Mas o mercado recebeu bem a indicação do Copom de um compromisso maior com o controle da inflação, sem insistir mais na ideia que as pressões são apenas passageiras. Sendo que o Comitê também coloca na pauta dos fatores que podem pressionar os índices a questão fiscal, ainda com muitos pontos em aberto e um possível atraso na agenda de reformas. Do lado fiscal, por mais que se conte com uma boa folga no teto de gastos para 2022, com condições de acomodar despesas maiores sem caracterizar, em tese, uma falta de compromisso com a limitação legal dos gastos, faltam as mudanças estruturais, que podem trazer uma confiança efetivamente maior, no sentido de um ajuste efetivo das finanças. Da mesma forma que a melhoria da relação dívida x PIB sente muito mais os efeitos da retomada da economia e do impacto da inflação no cálculo do que das tais mudanças estruturais.

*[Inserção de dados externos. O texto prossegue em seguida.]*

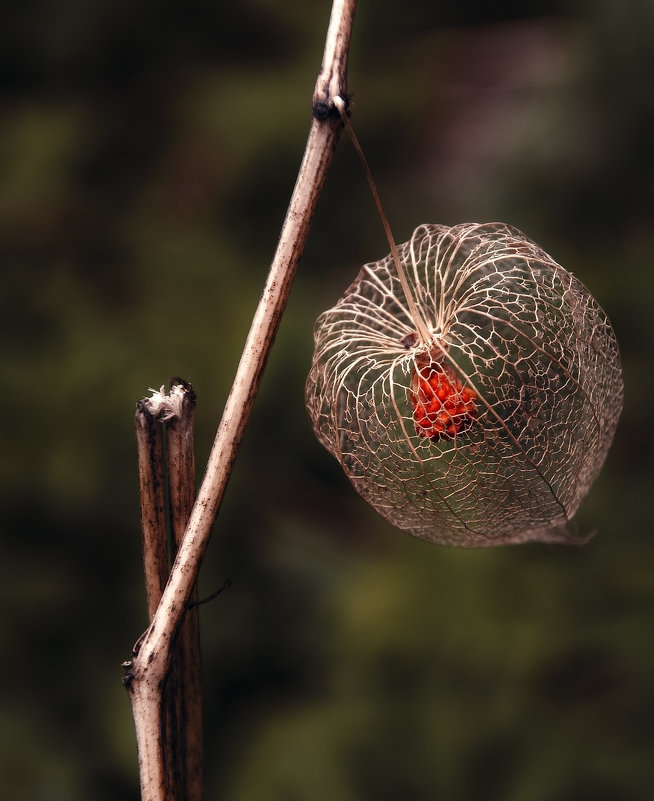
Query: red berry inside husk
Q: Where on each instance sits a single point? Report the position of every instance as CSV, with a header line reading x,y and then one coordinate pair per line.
x,y
443,407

O cenário econômico, no geral, melhorou. Não há dúvidas quanto a isso. Estamos com números melhores das finanças, ainda que seja por esses fatores que eu citei, e a economia tem um potencial de expansão bem maior do que se previa algumas semanas atrás. Mostrou vigor maior que o esperado mesmo em meio à nova onda da pandemia. Só que tem essa questão da inflação a ser resolvida, além das reformas estruturais que possam estabelecer confiança, de fato, em relação às finanças públicas, além de assegurar um crescimento sustentável a longo prazo que não seja apenas a reversão do tombo anterior. Para isso é preciso que a retomada atinja os vários setores, como o de serviços, que podem ajudar muito a alavancar uma recuperação também do emprego e da renda. Estabelecido esse ambiente, o Brasil pode ter uma aceleração dos investimentos, que, como sabemos, andam de mãos dadas com a confiança. E quando se fala de confiança no Brasil, vai muito além da conjuntura econômica. Tem todo o ambiente de negócios, a insegurança jurídica, institucional e política. Não vamos esquecer que estamos com as eleições cada vez mais antecipadas e isso não é bom pra quem pretende fazer apostas de longo prazo. Vamos reconhecer que até mudanças mais relevantes na economia, como as reformas, privatizações e outras medidas em pauta no Congresso, assim como determinada decisões de governo, como programas sociais, têm embutido um peso preocupante de interesses políticos, partidários e eleitorais. Isso coloca algumas nuvens no potencial de recuperação da credibilidade do país a ponto de o tornar, efetivamente, mais atraente para os investidores.